On Saturday, Sept. 7, from 11 a.m. to 4 p.m., the Weston Historical Society will present their seventh Colonial Craft Day on their museum campus just north of the Weston Green on Route 100. Skills of the 18th and 19th centuries will be demonstrated, and tools and machinery of the period will be in operation and on display.
Favorites from prior years will be on hand, beginning with Cooper Glenn Lael, who will demonstrate the skills used in making barrels, and the 18th-century methods of peeling apples and pressing them into cider always attracts a crowd. Bring your own apples and take a turn at pressing your own cider.

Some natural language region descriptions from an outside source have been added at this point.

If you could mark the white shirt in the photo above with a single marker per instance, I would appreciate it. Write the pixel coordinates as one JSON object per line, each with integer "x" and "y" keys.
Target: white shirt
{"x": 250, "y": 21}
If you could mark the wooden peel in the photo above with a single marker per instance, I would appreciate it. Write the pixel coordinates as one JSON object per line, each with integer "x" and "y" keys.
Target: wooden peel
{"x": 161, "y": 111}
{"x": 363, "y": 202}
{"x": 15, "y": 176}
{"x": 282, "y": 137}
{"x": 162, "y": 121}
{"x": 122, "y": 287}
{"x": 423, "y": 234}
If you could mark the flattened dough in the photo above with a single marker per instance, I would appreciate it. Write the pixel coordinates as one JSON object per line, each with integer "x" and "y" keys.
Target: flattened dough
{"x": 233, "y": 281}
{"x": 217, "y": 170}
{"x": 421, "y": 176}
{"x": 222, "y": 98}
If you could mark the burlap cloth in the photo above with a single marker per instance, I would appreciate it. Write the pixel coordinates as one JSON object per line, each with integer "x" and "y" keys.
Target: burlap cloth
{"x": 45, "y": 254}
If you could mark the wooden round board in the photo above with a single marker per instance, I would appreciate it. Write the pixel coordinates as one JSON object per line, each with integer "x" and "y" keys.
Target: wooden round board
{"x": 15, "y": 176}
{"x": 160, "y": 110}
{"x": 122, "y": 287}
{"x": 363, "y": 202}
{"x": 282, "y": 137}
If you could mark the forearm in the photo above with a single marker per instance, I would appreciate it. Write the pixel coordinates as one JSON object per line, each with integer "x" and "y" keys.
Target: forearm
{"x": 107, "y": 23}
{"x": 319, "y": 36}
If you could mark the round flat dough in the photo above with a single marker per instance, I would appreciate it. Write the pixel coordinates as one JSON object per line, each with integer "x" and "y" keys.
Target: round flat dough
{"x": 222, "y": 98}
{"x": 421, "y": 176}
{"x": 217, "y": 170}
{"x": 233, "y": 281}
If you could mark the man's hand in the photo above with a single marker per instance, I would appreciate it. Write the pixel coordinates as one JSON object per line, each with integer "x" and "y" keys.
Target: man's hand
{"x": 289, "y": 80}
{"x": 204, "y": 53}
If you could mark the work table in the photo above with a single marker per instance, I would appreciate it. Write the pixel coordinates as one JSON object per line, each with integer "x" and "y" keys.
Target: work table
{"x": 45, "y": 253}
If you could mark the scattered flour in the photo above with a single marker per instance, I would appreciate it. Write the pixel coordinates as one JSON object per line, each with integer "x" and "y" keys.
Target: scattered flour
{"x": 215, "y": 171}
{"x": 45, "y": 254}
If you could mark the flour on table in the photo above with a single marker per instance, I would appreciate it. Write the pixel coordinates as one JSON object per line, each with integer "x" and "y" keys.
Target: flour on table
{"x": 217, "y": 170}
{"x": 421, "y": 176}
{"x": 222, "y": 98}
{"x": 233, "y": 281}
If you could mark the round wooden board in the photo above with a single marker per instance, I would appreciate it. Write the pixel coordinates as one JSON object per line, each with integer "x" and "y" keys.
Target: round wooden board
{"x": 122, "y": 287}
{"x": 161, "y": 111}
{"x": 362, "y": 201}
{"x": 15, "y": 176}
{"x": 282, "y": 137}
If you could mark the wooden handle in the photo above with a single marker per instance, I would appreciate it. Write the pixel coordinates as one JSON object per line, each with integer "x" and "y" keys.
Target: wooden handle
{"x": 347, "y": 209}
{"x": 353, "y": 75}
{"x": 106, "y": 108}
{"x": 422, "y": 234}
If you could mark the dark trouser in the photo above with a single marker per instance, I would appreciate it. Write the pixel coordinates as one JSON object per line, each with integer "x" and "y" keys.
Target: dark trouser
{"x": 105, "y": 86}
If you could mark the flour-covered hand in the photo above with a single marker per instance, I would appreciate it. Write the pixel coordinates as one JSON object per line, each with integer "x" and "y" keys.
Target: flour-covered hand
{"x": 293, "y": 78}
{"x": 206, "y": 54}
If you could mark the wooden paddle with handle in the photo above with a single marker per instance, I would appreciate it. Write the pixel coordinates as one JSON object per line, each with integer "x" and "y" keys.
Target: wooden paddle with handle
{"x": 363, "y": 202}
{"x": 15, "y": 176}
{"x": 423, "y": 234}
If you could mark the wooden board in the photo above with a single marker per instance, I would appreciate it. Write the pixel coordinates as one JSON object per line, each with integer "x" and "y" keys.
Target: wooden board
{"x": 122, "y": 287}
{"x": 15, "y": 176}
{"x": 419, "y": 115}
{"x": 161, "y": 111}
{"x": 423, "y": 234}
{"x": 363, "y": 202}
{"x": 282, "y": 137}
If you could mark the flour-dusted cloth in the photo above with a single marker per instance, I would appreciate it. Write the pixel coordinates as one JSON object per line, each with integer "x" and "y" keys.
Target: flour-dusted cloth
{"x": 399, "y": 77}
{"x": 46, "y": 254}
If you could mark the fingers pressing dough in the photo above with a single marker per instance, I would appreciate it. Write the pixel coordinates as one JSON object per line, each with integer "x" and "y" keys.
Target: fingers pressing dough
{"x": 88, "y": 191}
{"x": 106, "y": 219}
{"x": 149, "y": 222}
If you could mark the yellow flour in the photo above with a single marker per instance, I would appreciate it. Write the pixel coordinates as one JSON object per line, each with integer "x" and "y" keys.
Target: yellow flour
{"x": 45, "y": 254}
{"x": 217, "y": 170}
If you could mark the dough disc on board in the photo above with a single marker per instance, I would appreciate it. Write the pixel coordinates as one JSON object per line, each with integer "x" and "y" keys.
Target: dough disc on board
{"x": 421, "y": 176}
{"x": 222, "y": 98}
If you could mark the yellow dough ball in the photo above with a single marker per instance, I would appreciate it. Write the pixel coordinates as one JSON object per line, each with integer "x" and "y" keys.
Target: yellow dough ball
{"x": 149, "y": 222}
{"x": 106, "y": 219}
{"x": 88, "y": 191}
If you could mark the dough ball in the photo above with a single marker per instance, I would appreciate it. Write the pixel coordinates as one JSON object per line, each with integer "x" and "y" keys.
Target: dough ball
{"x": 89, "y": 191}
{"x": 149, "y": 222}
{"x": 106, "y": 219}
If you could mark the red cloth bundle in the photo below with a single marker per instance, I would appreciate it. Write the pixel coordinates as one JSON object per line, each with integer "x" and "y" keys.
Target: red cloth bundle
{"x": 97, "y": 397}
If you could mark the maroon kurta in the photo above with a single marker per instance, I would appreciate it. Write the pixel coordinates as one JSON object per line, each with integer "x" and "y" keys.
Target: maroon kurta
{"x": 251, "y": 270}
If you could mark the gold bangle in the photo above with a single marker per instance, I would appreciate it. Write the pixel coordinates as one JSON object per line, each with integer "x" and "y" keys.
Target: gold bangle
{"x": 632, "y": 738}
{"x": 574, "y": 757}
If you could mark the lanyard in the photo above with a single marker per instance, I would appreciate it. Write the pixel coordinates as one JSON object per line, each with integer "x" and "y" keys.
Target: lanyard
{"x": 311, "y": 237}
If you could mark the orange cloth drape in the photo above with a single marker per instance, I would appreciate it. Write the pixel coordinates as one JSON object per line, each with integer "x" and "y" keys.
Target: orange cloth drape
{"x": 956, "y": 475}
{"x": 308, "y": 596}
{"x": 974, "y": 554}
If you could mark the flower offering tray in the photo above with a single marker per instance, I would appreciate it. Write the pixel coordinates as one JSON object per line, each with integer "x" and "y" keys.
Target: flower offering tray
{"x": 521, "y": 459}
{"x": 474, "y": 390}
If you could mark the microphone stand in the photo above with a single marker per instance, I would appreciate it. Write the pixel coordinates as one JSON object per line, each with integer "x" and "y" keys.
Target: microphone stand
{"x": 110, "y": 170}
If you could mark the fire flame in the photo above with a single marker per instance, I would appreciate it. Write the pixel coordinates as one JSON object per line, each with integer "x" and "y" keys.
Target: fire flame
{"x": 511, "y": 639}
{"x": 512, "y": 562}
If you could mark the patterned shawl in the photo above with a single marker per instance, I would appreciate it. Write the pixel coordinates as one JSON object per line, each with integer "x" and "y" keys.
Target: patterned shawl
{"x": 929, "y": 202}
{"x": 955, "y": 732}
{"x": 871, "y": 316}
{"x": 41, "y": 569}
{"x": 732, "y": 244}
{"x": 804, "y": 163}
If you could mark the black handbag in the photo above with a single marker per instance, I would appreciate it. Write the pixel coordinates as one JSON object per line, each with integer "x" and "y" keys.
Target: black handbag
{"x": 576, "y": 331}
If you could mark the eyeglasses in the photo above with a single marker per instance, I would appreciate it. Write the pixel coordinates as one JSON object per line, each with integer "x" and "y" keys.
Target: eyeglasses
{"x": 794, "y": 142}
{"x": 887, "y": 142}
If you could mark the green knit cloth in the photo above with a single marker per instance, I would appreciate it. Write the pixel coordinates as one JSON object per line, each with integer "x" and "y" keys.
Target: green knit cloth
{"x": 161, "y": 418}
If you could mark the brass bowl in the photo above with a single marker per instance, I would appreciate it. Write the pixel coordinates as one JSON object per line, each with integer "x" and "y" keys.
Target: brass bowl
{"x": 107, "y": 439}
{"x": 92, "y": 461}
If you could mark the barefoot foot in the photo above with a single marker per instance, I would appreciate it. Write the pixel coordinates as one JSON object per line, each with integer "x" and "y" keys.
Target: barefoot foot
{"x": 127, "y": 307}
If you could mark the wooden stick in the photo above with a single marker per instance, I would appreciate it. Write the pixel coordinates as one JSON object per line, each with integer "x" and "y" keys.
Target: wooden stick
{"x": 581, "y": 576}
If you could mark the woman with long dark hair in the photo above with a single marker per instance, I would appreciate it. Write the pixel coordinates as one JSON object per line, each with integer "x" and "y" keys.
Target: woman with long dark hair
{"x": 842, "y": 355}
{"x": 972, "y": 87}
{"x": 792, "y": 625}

Weston’s Farrar-Mansur House Museum, an historic homestead and tavern dating from 1797, will be open for tours, including the remarkable exhibit on Vermont’s sharpshooters in the Civil War, new in 2019.
Lace-maker Donna Faturos will again be demonstrating and explaining her skill, while Deb Lyneis will show how to make braided rugs, and Carrie Chalmers will exhibit spinning techniques.
At the Mill Museum, Weston’s famous Grist Mill will be grinding corn, the hit-and miss engine will be puffing away, and the operation of the revolutionary Lane Shingle Maker will be explained.
Featured will be two historic pieces of rolling stock: the 1886 wagon used by the Weston Cornet Band for 50 years and an authentic 18th-century tinker’s wagon. Maya Drummond and Garry Sharon will provide some “old time” fiddle music.
Colonial Craft Day is always educational, always entertaining for the whole family. Please join us. There is no admission charge; voluntary donations are greatly appreciated.